Joe Biden has spent the past week talking publicly about his attempts to force Israel into a cease-fire with Hamas. He even made that part of his appearance this week on late-night television, and blamed Benjamin Netanyahu for its delay, and warned that Israel risked losing “international support” if it didn’t do more to end the war.
Netanyahu slapped back at that criticism yesterday, suggesting that it’s Biden who’s out of touch with reality:
“Since the start of the war, I have been leading a diplomatic campaign to block pressure designed to end the war prematurely and to secure strong support for Israel,” said Netanyahu in a video message.
“We have had considerable success. Today, a Harvard-Harris poll was published which shows that 82% of the American public supports Israel, meaning that four out of five U.S. citizens support Israel and not Hamas,” he continued.
And Netanyahu’s correct. A new Harvard/Harris CAPS poll shows 82% of Americans supporting Hamas. More to the point, it also shows that two-thirds of Americans oppose any cease-fire deal that leaves Hamas in place in Gaza, despite pro-Hamas activism in the streets … and the media.
Let’s take a look at the slides. First up, we have the toplines on overall support and the impression of how Israel is conducting its war, along with age demos on both questions:
Not only do 82% support Israel over Hamas in this poll, but support for Israel never dips below 66% in any age cohort. Two-thirds of Americans think Israel is trying to minimize civilian casualties, which is even more consistent across the age demos. The near-consensus support for Israel includes 78% of Democrats, 75% of urban voters, 73% of black voters, and 82% of women.
In a separate question, 73% of Americans see the October 7 attacks as genocidal, again with consistent majorities or supermajorities in each age demo. Seventy percent of Democrats agree too, as the crosstabs show, as do 72% of urban voters. On yet another question, 73% of Americans also reject the claim that Palestinian grievances justified the October 7 massacres and atrocities. Note too that this question specifies “Palestinian” rather than “Hamas,” too.
What about the cease-fire? That’s almost as big a political loser as blaming Israel for the war:
Again, not only do two-thirds of Americans oppose Joe Biden’s push for a cease-fire in place, majorities in every age demo do as well. So do 63% of women, 64% of college graduates (!), 53% of black voters, and 70% of women. A similar percentage of Americans support the continued ground invasion (63/37), again with majorities across all age demos. That’s true even with the pollster making an explicit point about 1.2 million Gazans being caught in the crossfire. In fact, once again, this position has majority support in every demo, as can be seen in the crosstabs.
One rarely sees a consensus of this magnitude in American politics, especially in foreign policy. So how did Joe Biden get this so wrong? Incompetence is certainly one compelling answer, but so is political cravenness. Biden has done a slow-motion cave to the radical progressives in the Democrat Party mainly to protect his own hide and to curry favor from the elite in Academia and in the entertainment industry — which is why he ripped Netanyahu and pitched the cease-fire on Seth Meyer’s show.
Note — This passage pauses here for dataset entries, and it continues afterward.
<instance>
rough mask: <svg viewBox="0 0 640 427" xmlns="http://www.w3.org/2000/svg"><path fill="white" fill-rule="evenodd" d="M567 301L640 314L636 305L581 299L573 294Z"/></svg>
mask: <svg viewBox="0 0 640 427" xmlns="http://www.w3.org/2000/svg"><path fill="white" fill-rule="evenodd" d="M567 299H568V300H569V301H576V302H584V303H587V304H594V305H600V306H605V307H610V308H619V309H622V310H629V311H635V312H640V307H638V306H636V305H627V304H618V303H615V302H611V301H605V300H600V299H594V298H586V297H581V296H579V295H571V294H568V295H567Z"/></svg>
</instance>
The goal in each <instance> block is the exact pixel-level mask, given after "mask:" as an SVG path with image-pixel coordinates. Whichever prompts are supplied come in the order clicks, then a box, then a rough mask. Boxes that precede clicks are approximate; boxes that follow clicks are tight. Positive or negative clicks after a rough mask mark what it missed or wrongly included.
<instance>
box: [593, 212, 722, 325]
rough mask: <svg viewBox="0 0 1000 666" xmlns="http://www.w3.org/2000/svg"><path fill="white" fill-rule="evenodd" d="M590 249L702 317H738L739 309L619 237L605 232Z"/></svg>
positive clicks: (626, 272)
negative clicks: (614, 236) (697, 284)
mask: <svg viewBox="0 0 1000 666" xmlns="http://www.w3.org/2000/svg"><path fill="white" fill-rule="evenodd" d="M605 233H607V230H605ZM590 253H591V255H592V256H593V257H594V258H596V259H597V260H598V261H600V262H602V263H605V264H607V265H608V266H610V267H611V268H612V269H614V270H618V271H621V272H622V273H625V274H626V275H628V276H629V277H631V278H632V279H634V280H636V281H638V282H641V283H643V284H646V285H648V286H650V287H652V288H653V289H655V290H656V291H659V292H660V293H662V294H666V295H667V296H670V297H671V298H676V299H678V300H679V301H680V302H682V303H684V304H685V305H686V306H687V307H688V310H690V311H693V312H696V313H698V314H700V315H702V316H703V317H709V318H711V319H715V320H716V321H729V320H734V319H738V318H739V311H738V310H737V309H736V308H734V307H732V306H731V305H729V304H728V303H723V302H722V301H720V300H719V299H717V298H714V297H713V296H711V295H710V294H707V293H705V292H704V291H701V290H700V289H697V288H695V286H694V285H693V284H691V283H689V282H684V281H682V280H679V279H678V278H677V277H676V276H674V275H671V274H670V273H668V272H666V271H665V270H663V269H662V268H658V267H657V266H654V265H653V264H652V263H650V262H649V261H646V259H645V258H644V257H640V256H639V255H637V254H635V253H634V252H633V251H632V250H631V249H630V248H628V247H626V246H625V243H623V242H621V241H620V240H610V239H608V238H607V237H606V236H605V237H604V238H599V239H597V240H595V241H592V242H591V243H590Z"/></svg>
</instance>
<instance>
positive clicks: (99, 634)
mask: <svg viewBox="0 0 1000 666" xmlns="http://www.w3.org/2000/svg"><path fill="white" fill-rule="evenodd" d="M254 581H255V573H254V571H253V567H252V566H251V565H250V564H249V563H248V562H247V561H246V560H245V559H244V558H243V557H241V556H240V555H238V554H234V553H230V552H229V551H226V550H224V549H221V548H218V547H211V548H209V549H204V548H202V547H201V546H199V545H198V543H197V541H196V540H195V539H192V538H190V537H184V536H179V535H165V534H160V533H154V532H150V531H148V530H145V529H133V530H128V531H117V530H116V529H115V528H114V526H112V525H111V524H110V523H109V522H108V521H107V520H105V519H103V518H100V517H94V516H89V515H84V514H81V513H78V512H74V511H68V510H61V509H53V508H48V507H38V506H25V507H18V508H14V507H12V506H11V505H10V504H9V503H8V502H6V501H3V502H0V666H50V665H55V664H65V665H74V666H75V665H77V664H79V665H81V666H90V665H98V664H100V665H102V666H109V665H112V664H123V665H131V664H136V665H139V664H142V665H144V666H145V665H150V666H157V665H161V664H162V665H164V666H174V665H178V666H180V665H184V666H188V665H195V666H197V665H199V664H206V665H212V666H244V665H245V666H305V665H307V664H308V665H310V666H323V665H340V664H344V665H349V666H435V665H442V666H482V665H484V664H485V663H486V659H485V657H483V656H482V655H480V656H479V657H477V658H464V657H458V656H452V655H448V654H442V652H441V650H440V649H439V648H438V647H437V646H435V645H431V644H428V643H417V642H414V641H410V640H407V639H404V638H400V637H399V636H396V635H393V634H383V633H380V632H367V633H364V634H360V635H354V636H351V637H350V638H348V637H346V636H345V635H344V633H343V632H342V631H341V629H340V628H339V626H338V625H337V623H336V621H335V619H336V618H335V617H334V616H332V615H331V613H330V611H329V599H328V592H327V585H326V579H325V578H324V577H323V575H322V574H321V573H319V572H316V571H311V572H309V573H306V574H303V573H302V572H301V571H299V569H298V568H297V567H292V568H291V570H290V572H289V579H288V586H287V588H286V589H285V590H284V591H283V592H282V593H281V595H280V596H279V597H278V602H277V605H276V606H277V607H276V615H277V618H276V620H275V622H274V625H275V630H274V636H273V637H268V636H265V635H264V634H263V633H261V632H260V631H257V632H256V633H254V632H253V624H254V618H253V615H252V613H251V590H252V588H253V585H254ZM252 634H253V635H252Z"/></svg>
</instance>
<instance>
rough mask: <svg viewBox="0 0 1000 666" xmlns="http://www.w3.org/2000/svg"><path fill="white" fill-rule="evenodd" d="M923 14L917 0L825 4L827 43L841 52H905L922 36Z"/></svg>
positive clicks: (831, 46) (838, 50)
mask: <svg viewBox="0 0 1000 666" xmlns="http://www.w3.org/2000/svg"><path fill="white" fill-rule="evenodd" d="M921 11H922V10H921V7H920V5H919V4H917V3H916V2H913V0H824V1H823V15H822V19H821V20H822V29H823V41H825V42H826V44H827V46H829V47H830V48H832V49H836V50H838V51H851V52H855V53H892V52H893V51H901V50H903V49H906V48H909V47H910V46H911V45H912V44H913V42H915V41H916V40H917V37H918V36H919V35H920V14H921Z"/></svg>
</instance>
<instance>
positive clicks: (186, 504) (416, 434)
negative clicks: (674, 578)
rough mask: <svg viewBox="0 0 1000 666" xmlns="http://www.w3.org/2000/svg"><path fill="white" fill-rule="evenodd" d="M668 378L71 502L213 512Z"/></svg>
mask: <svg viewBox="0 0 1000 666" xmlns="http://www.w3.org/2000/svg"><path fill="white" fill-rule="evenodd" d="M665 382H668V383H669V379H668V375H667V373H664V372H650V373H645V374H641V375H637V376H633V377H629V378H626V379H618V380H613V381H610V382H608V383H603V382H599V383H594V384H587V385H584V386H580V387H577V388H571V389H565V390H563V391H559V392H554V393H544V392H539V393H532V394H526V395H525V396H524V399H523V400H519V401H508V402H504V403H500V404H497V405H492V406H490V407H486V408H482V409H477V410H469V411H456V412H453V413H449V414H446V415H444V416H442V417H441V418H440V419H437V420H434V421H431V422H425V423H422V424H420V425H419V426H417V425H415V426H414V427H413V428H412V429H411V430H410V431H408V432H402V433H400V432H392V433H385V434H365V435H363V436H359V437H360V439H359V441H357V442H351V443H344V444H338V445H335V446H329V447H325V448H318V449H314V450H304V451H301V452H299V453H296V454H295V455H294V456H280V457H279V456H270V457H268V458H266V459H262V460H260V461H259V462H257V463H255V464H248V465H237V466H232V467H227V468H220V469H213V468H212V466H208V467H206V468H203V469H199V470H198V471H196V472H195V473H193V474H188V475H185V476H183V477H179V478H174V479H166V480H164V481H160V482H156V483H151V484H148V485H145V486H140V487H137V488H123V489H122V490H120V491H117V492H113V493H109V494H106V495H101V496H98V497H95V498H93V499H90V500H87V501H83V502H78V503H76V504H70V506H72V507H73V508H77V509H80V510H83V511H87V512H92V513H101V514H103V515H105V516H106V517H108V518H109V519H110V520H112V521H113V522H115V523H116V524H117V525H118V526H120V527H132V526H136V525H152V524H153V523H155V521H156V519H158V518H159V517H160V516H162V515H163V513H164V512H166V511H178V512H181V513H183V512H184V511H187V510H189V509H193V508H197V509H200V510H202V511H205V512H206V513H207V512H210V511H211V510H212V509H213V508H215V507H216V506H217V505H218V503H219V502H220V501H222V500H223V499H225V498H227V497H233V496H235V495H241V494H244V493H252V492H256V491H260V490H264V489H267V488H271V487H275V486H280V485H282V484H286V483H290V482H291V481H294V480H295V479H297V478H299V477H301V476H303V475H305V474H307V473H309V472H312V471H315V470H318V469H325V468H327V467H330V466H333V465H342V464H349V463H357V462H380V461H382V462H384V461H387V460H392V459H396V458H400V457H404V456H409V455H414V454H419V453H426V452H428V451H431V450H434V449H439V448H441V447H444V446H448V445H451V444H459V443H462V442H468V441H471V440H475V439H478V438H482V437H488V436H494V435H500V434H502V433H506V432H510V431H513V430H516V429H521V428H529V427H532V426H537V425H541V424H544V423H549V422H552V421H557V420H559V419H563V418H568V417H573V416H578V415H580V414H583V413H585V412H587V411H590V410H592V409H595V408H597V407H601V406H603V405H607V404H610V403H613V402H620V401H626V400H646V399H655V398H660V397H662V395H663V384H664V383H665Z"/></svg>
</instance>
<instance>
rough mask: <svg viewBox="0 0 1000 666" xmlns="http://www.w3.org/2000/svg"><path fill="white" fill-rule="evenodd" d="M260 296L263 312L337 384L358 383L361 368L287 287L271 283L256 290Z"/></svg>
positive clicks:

But this poll demonstrates more than just Biden’s political incompetence; it also demonstrates his political impotence, as well as the impotence of the radical Left on public opinion. Despite nearly five months of angry demonstrations (or perhaps even because of them) and but-akshuallys and Hamas propaganda amplification from the mainstream media, the common sense of the American electorate remains in place. They aren’t siding with the radical Islamists that raped, pillaged, and slaughtered their way across southern Israel, but instead choose to stand with the ally that absorbed 17 years of attacks by Hamas and Palestinian Islamic Jihad, on the ground and from the air.
Perhaps Biden will learn a lesson from this survey by the normally friendly-ish Harvard/Harris CAPS poll. But Biden so rarely learns from his own failures, because he largely refuses to acknowledge them in the first place. Other Democrats had better take heed, though, and stop taking their foreign-policy cues from Tlaib, Bernie Sanders, and Ilhan Omar.